Asked what advice she would give someone thinking of following her example to become an MP, she said: “The first thing I'd say is 100 years ago, we had Franklin Delano Roosevelt, who was disabled, a wheelchair user. President of the United States…

“I grew up with David Blunkett, who was in the seat next door to mine, who our family knew a bit, who was a Home Secretary, who was Education Secretary when I was at school. And there is absolutely no reason that disabled people shouldn't want that, if that's their ambition.

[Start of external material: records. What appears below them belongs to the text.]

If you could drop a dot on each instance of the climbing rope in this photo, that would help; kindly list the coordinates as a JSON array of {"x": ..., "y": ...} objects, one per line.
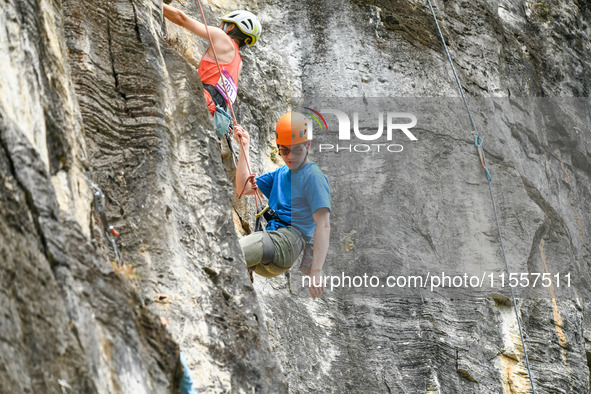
[
  {"x": 111, "y": 234},
  {"x": 258, "y": 199},
  {"x": 478, "y": 143}
]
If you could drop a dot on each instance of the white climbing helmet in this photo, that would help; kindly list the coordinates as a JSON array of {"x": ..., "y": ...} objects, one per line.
[{"x": 247, "y": 22}]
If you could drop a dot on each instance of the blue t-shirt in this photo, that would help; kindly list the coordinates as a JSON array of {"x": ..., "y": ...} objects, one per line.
[{"x": 296, "y": 195}]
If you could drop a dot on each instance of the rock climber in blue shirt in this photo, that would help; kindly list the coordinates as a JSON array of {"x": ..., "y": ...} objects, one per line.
[{"x": 299, "y": 195}]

“I would just say as disabled people, we have to solve problems all our lives. And for me, fundamentally, politics is about solving problems. And so disabled people bring an exceptional skill set to the table as politicians and taking very difficult, complex situations that they've faced in their lives and finding ways to overcome that, working with other people, having to learn to advocate for yourself, because sadly, you have to do that all the time.

“Those are incredible skills as politicians. So I would say if people want to do that, they should pursue it. And it's not easy. I'm not going to sit here and say it's easy. It is really hard and it's really challenging because often you're having to outperform a lot of your contemporaries and your colleagues because of the assumptions that people instantly make about you when you have a disability.

“But, you know, our politics is richer for having a variety of diversity representing us. And we know that 20 per cent of the voting age population are disabled. I want to see more disabled people in Parliament. I shouldn't be the last and only one, and I'm certainly not.”

Meanwhile Marie has also reacted to the planned cuts being proposed to disability benefits by the Government.

Pressed on this by GB News she said: “I said very clearly that when we're talking about growth, we need to be talking about inclusive growth. And that means that the social model should be at the heart of that. So everything that we do in government should be about removing barriers to disabled people, and that we know that incentive based systems massively outperform those that are punitive or that are cuts based. There's some really important work in what's been announced. So our one billion programme on getting more people into work.

“Our youth guarantee programme, and also what we're going to do to make sure that there's a try before you buy a system, so that disabled people aren't punished for trying jobs and then them not working out and all the good benefits and on everything else.

“You know, the party would expect me to use my 15 years of skills and experience in understanding public policy making, to analyse that very closely, to look at what disabled people or organisations are saying, but most importantly, listening to my constituents, which I'm doing, and I will be holding events in my constituency to hear what they think the impacts are.

“We're in a 12-week consultation period. I will be gathering all those things together, and I will be feeding that back through that consultation process to the party, as they would expect me to do, because they know that's my skills and experience.”

The full interview will be broadcast this Sunday on GB News.